In any case we need a thorough reassessment.
Until we have the results of that review, we imperil the frankness, not to say the morale, of front-line clinicians and thus the safety of you and me or anyone else who goes to clinic or hospital seeking help.
With thanks and good wishes.
Competing interests: No competing interests
Has the Government played its part?
It is a belated but welcome decision by the Health Secretary to set up a review so that health ‘professionals know where they stand with respect to clinical liability or professional misconduct’. This should leave the British public confused as to how these decisions had been made in the past in the face of the discrepancy between the interpretation of the regulation by the highest legal and professional authorities in the country. Almost for the first time it is being recognised that the situation is far more complex as a consequence of ‘systems failures’ which could have devastating outcomes for those involved. Is there any hope for those who have been let down in the past before this enlightenment.
The problem as indicated by Rob Hendry director of the Medical Protection Society is multifactorial which influences the judgment made of an individual at any one time. Of the many factors and circumstances that may influence an individual’s behaviour, need Sir Norman Williams be reminded of the Health Secretary’s failure to recognise the profound influence of non compliance with the statutory obligations of the ‘Duty of Quality’ imposed by the Health Act 1999 and expressed in the hallowed declaration of Clinical Governance:
“A framework through which NHS organisations are accountable for continually improving the quality of their services and safeguarding high standards of care by creating an environment in which excellence in clinical care will flourish.”

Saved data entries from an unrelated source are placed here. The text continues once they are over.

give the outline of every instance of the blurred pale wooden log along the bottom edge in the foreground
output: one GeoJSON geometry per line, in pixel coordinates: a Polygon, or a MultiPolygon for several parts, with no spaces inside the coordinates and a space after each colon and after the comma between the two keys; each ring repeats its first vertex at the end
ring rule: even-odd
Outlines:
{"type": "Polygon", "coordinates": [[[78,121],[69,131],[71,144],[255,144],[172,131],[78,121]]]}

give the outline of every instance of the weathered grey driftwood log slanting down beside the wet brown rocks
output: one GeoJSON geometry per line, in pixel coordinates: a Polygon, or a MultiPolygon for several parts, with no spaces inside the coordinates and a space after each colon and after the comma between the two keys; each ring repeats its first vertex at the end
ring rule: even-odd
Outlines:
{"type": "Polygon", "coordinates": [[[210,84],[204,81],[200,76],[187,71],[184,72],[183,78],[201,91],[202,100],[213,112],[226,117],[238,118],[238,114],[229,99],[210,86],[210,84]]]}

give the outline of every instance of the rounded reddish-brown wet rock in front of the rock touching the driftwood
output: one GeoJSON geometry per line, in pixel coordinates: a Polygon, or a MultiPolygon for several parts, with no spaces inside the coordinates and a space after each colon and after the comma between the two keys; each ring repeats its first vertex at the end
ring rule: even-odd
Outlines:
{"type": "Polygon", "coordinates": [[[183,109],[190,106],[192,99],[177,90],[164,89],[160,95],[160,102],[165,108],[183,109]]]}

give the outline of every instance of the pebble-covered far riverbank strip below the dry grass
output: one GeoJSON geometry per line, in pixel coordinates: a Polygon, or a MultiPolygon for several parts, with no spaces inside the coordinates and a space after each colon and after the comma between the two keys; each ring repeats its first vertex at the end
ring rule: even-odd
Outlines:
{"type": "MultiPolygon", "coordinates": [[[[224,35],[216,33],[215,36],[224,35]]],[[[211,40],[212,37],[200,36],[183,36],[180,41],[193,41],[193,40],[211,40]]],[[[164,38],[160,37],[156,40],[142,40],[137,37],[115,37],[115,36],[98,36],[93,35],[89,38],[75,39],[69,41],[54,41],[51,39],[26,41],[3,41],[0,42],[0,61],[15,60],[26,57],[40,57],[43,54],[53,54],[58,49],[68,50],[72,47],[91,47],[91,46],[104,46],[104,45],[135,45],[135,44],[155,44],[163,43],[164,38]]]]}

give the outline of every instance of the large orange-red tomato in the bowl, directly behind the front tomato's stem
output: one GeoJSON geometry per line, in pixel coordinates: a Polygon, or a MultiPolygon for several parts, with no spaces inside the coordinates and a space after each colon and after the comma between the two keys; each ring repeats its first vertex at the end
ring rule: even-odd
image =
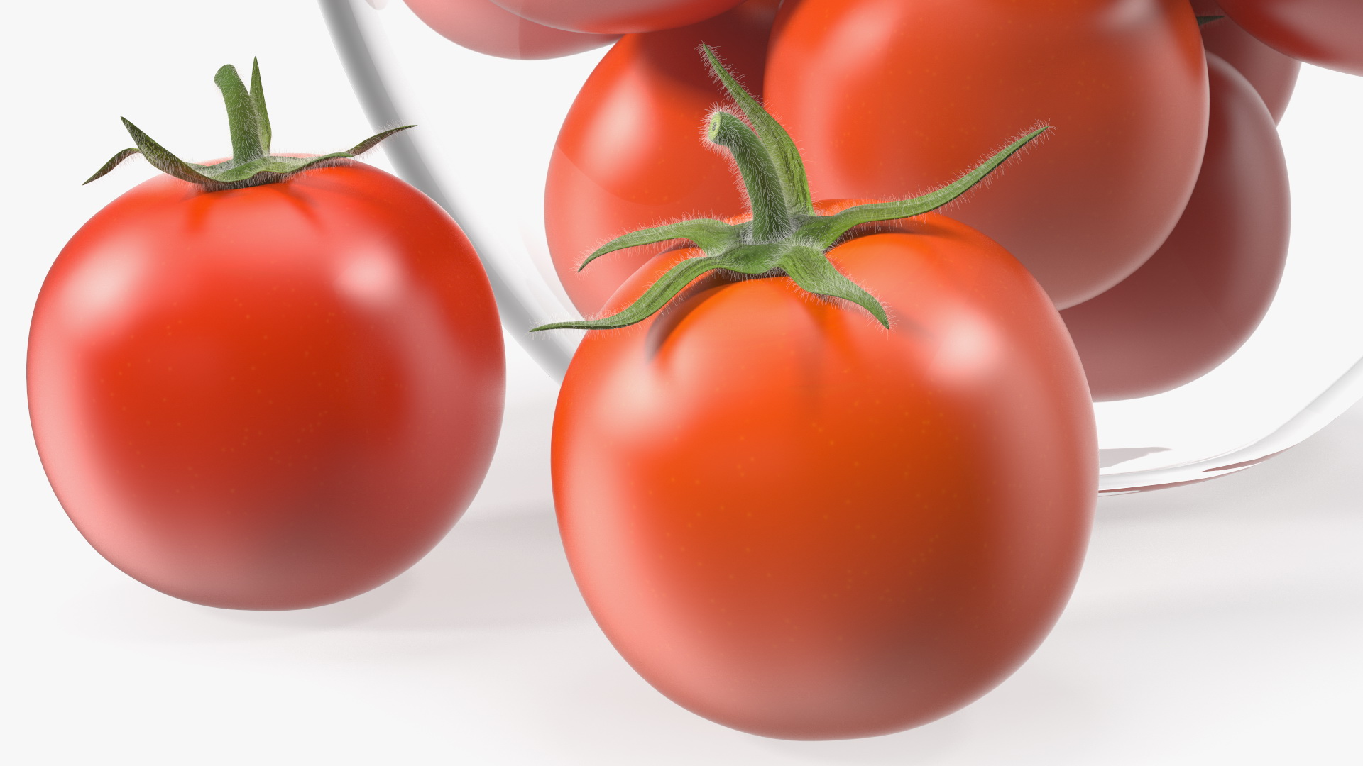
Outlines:
{"type": "Polygon", "coordinates": [[[923,194],[1054,125],[950,215],[1006,247],[1060,308],[1160,247],[1206,139],[1187,0],[792,0],[766,97],[816,198],[923,194]]]}

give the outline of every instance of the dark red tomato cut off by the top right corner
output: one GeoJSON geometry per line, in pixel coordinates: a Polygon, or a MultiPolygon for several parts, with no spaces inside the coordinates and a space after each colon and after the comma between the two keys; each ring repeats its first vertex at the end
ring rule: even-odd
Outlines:
{"type": "Polygon", "coordinates": [[[1219,0],[1254,37],[1319,67],[1363,75],[1363,3],[1358,0],[1219,0]]]}

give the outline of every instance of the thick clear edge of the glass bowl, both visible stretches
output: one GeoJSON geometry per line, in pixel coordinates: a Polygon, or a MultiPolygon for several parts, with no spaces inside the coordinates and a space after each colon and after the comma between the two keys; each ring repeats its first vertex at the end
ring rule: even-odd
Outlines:
{"type": "MultiPolygon", "coordinates": [[[[386,37],[372,16],[373,4],[367,0],[319,0],[337,52],[341,56],[352,87],[373,129],[406,124],[403,112],[388,87],[391,68],[386,63],[386,37]]],[[[384,143],[384,151],[398,174],[444,207],[473,241],[487,269],[496,294],[497,308],[507,331],[529,352],[555,380],[562,380],[572,352],[581,339],[578,333],[530,334],[526,330],[551,319],[577,315],[548,286],[534,279],[515,278],[504,264],[514,263],[495,249],[496,237],[480,228],[476,217],[463,214],[458,187],[442,185],[425,161],[420,136],[399,134],[384,143]]],[[[1264,462],[1306,440],[1363,398],[1363,360],[1356,361],[1334,383],[1311,399],[1302,410],[1270,433],[1235,450],[1209,458],[1175,465],[1135,470],[1104,469],[1099,474],[1099,492],[1118,495],[1195,484],[1238,473],[1264,462]]]]}

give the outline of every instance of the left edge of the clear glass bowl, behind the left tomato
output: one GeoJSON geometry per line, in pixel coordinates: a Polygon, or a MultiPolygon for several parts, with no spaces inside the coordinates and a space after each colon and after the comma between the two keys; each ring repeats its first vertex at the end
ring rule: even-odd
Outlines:
{"type": "MultiPolygon", "coordinates": [[[[375,5],[364,0],[318,0],[322,5],[322,15],[326,19],[331,41],[341,55],[346,76],[354,89],[364,108],[365,117],[378,131],[394,125],[405,125],[403,110],[393,95],[388,76],[390,68],[384,65],[384,37],[383,30],[373,23],[372,10],[375,5]],[[358,11],[358,12],[357,12],[358,11]]],[[[382,144],[393,166],[413,187],[421,189],[436,204],[443,207],[463,229],[465,236],[473,243],[473,248],[483,260],[483,267],[492,285],[492,293],[497,301],[497,311],[502,315],[502,326],[517,342],[538,363],[541,368],[555,380],[563,380],[572,360],[572,352],[581,341],[577,333],[529,333],[530,327],[537,327],[548,322],[562,320],[564,316],[577,316],[571,305],[564,305],[549,289],[534,281],[517,279],[515,274],[508,274],[504,263],[506,258],[499,258],[497,239],[481,228],[477,217],[465,214],[469,209],[461,199],[459,189],[444,187],[439,183],[431,166],[425,161],[421,150],[421,139],[412,131],[403,131],[391,136],[382,144]]]]}

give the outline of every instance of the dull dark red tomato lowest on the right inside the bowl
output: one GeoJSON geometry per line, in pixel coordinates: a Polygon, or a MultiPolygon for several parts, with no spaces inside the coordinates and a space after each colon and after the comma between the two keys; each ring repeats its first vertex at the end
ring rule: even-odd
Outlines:
{"type": "Polygon", "coordinates": [[[1234,67],[1208,56],[1212,123],[1193,199],[1164,247],[1060,316],[1096,401],[1168,391],[1225,361],[1277,292],[1291,204],[1273,117],[1234,67]]]}

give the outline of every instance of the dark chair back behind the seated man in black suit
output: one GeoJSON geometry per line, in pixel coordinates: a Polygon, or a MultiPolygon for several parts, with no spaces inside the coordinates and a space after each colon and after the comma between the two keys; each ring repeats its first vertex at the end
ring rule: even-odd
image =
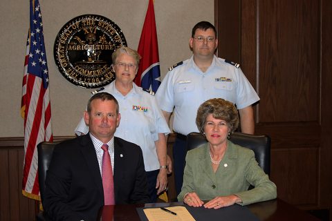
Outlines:
{"type": "Polygon", "coordinates": [[[53,150],[55,145],[59,142],[41,142],[37,145],[38,150],[38,181],[39,191],[42,202],[44,201],[45,193],[45,179],[48,166],[50,166],[50,160],[52,160],[53,150]]]}

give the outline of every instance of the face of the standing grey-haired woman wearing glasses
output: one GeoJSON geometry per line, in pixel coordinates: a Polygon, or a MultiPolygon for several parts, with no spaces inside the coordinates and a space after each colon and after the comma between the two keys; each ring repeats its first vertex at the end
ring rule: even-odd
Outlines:
{"type": "Polygon", "coordinates": [[[116,73],[116,80],[122,83],[132,83],[136,76],[138,66],[136,61],[130,55],[121,53],[113,64],[113,70],[116,73]]]}

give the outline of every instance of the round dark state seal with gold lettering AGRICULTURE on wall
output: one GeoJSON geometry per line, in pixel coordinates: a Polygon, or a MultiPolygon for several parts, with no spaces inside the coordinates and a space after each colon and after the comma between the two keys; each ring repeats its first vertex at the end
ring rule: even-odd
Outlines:
{"type": "Polygon", "coordinates": [[[121,46],[127,46],[127,41],[116,23],[100,15],[81,15],[57,34],[55,64],[76,86],[100,88],[115,79],[111,55],[121,46]]]}

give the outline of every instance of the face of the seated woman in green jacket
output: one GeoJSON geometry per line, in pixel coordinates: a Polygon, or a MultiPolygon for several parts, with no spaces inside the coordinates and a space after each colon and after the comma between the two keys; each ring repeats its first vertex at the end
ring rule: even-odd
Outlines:
{"type": "Polygon", "coordinates": [[[228,124],[224,120],[216,119],[212,114],[206,117],[204,133],[206,140],[208,140],[212,146],[218,146],[226,142],[229,131],[228,124]]]}

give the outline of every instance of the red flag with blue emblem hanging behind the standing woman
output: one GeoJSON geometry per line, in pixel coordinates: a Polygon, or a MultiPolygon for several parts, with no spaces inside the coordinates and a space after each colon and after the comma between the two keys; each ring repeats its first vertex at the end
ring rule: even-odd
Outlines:
{"type": "Polygon", "coordinates": [[[153,0],[149,0],[137,51],[142,59],[140,59],[135,83],[143,89],[153,90],[156,93],[160,85],[160,66],[153,0]]]}

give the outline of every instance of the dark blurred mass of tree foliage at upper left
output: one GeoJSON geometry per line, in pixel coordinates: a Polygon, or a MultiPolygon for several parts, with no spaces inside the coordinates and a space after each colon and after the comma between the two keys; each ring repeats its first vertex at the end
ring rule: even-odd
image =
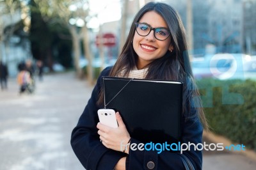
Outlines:
{"type": "Polygon", "coordinates": [[[54,61],[65,68],[71,68],[72,41],[67,26],[56,22],[60,20],[58,16],[54,19],[47,19],[45,22],[35,1],[32,0],[30,5],[32,10],[29,40],[34,58],[47,58],[51,71],[54,61]]]}

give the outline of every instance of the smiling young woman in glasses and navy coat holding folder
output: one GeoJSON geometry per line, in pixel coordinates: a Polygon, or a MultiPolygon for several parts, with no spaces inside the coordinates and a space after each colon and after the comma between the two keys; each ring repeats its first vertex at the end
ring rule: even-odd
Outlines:
{"type": "MultiPolygon", "coordinates": [[[[103,75],[184,82],[181,143],[202,143],[202,124],[207,127],[189,63],[184,27],[173,8],[164,3],[148,3],[137,13],[127,41],[113,67],[102,71],[77,127],[71,144],[86,169],[185,169],[180,153],[131,150],[120,143],[141,143],[131,138],[120,114],[118,128],[99,123],[103,75]],[[196,107],[195,107],[196,106],[196,107]],[[201,120],[201,121],[200,121],[201,120]],[[125,142],[124,142],[125,141],[125,142]]],[[[191,146],[182,153],[195,169],[202,169],[202,151],[191,146]]]]}

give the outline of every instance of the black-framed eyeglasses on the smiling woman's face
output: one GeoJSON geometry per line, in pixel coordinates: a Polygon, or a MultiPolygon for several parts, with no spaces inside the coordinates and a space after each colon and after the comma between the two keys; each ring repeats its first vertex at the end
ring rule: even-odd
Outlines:
{"type": "Polygon", "coordinates": [[[164,41],[170,36],[170,31],[166,27],[152,27],[145,23],[135,22],[136,32],[140,36],[149,35],[150,31],[154,31],[154,36],[157,40],[164,41]]]}

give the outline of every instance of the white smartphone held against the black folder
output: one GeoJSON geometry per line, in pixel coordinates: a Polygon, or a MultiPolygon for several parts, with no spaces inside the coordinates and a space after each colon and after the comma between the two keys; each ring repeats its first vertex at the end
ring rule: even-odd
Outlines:
{"type": "Polygon", "coordinates": [[[108,127],[117,128],[116,112],[113,109],[99,109],[98,116],[100,123],[108,127]]]}

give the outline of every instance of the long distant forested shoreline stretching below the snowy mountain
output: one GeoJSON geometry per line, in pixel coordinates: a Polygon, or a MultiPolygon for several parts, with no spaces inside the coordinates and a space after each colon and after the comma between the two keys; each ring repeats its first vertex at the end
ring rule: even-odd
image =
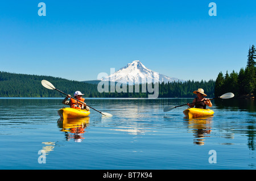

Would it not be incumbent on Sir Norman to inquire into or comment on how far the Health Secretary has fulfilled his statutory obligations in the circumstances involving the plight of Hadiza Bawa-Garba? Or is it to be treated as a defunct law. Believe me they do exist. ‘It could be regarded an act of treason to place a postage stamp bearing the British king or queen’s image upside-down’ or ‘It is illegal to die in the Houses of Parliament’. However ludicrous or hilarious they might sound they have not been expunged. Some laws, however, seem to be defunct even as the law is included in the corpus juris. They never seem to be tested. Their very existence denied as Mr Andrew Lansley, then Health Secretary, did when he claimed that “The NHS currently has no legal obligation to improve continuously the quality of care”. This despite the similarity of the wording
It would be no surprise that the government would narrow the remit of Sir Norman’s review to avoid the exposure of its failure to comply with statutory obligations.
I hope that there would be a challenge to the Health Secretary to give us the assurance that he and his predecessors comply with the requirements of Duty of Quality as required in Health Act 1999.
It is on record that Peter Wilmshurst and many others have questioned their own Fitness to Practice having been revalidated and declared Fit to Practise. Believe the GMC or the admission by the doctors themselves? This unquestionably raises the validity of their revalidation. Revalidation is defined in the Medical Act 1983 as an ‘evaluation of the medical practitioners’ fitness to practise’. It is clear that the practitioners themselves have no confidence in the declaration of their Fitness to Practise and rightly so since their fitness to practise can never be established as required in law. (Please see more on revalidation in the rapid response to; There but for the grace of God: Fiona Godlee in the last issue of the BMJ: 3 Feb 2018.)
I sincerely hope that the legal minds addressing this issue would demand evidence of compliance with the Medical Act 1983 and Medical Act 1999. The British public cannot be fooled forever.